Correlation with clinical apathy questionnaire scores (Lille Apathy Rating Scale) and pupil reward sensitivity when a saccade was made to obtain a reward in Parkinson’s disease patients ON and OFF dopamine. (A) A significant correlation between average pupil reward sensitivity in Parkinson’s disease patients ON (blue) and their clinical interview LARS score was present only in the ‘go’ trials. More apathetic patients exhibit less pupillary reward sensitivity compared to more motivated patient. Spearman correlation, rs = −0.472, P < 0.03. Mean apathetic patients reward sensitivity in ‘go’ trials ON dopamine 0.56 (SD 0.76). Non-Apathetic patients mean 1.65 (SD 1.98).
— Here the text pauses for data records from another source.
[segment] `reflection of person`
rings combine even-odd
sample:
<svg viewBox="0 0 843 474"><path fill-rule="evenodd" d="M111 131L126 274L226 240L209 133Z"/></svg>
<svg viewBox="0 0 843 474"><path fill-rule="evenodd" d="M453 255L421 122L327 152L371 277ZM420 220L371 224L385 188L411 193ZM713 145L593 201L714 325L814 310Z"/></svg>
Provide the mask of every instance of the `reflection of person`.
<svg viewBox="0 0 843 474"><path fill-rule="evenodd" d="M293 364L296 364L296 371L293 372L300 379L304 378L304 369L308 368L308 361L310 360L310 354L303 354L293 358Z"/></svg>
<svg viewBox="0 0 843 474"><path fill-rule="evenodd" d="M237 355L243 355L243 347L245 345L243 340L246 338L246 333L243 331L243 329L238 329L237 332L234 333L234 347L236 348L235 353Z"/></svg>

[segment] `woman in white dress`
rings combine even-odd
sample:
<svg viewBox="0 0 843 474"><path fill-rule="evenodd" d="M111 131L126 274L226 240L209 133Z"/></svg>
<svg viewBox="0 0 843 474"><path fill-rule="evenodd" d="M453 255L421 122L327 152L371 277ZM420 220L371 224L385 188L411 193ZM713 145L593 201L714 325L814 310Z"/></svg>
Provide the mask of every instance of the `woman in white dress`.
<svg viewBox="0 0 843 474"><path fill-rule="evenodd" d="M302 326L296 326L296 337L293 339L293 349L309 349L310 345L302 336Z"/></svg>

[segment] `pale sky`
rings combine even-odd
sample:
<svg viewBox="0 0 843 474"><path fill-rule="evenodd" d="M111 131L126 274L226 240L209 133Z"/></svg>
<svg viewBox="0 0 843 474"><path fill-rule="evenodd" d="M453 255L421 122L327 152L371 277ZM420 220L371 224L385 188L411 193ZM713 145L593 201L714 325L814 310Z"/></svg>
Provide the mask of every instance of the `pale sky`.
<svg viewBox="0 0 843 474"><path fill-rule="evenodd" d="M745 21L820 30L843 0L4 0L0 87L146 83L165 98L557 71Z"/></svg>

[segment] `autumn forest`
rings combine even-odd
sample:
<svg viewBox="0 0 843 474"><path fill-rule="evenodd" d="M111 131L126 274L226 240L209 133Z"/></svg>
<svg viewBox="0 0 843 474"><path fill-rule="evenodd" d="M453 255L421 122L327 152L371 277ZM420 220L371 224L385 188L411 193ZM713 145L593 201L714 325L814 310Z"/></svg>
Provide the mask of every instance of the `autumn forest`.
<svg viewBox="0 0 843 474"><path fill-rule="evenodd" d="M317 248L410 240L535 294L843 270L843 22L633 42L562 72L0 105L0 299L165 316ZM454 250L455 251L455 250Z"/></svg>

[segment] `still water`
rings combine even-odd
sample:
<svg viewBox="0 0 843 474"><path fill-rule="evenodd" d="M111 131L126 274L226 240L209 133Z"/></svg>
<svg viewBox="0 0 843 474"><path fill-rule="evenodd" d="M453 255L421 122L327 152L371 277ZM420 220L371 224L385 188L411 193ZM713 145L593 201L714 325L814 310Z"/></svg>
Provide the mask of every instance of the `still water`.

No correlation was demonstrated in ‘no-go’ trials when ON or OFF dopamine. (B) The correlation between average pupil reward sensitivity in Parkinson’s disease during ‘go’ trials and LARS score was abolished when OFF dopamine (red). Spearman correlation, rs = −0.091, P = 0.686. Mean apathetic patients reward sensitivity in ‘go’ trials OFF dopamine 0.33 (SD 0.7). Non-Apathetic patients mean 1.68 (SD 2.7).

Figure 7

Parkinson’s disease and elderly pupil response to reward in the ON and OFF state during ‘no-go’ (A) and ‘go’ (B) trials. (A) No differences in the average pupil change between ON, OFF or elderly controls in ‘no-go’ trials were present either, however all groups demonstrated increases in pupil size for larger reward levels. (B) Average pupillary response over the time epoch of interest (1400–2400 ms) in all groups displayed an increase in pupil size for increasing reward level in ‘go’ trials. There were no differences in the average pupil change between ON (blue), OFF (red) or elderly controls (grey).